MONDAY — Clallam County officials seek to please shooters while the Lower Elwha Klallam looks to protect its salmon fishery.

________
Reporter Jim Casey can be reached at 360-417-3538 or at jim.casey@peninsuladailynews.com.

Rifle range timeline
Here are mileposts on gun enthusiasts' path toward a shooting range in Clallam County, which would be the only public rifle shooting range in the North Olympic Peninsula:

  • 1960: Neighbors quash proposed range at a gravel pit near the Clallam County Fairgrounds.

  • 1968: Clallam County parks officials close the range at former Camp Hayden — which used Striped Peak as a backstop for bullets — when it turns the World War II gun emplacement and Army base into the Salt Creek Recreation Area.

  • Late '60s: Neighbors shoot down a proposed range at the top of Ennis Creek.

  • Early '70s: County officials select state Department of Natural Resources land off Blue Mountain Road, drawing neighbors' opposition. The proposal finally dies in 1982, when county commissioners set strict insurance requirements for the range.

  • 1996: County forms a Shooting Facility Advisory Committee that again recommends the Blue Mountain site.

  • 1997: The resurrected proposal for a range at Blue Mountain is killed, this time by neighborhood protests.

  • 1998: County commissioners reject a proposed range on DNR land on Cassidy Creek near Carlsborg. They also allow the advisory committee to dissolve.
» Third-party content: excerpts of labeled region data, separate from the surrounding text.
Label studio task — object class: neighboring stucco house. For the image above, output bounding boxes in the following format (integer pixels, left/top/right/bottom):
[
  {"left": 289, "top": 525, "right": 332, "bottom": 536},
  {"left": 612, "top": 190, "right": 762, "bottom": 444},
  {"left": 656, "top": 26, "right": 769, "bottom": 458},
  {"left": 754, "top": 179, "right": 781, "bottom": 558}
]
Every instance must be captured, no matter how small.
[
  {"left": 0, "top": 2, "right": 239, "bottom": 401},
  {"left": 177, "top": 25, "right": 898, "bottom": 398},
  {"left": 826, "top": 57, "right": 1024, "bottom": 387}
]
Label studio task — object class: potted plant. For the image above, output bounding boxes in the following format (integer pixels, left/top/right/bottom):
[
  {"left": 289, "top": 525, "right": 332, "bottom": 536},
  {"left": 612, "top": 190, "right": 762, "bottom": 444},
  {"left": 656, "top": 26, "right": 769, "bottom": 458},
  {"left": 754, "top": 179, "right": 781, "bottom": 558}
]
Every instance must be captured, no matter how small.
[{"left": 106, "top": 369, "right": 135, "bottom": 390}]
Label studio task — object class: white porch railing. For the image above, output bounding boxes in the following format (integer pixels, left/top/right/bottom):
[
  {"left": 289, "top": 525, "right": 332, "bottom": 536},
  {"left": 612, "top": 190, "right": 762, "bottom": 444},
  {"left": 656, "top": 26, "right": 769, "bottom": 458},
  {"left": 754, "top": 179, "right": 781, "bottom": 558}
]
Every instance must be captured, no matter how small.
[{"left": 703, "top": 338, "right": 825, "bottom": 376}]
And they refuse to place on the November ballot a non-binding advisory vote on a county shooting range.

  • 2000: DNR padlocks access to Cassidy Creek — where shooters had continued practicing — at the request of county commissioners.

  • 2002: The Pacific Northwest Shooting Park Association of Clallam County chooses a one-square-mile of DNR land in the Sadie Creek area.

  • 2008: Clallam County parks officials begin preparing a letter of intent for the DNR to reconvey the Sadie Creek area to the county.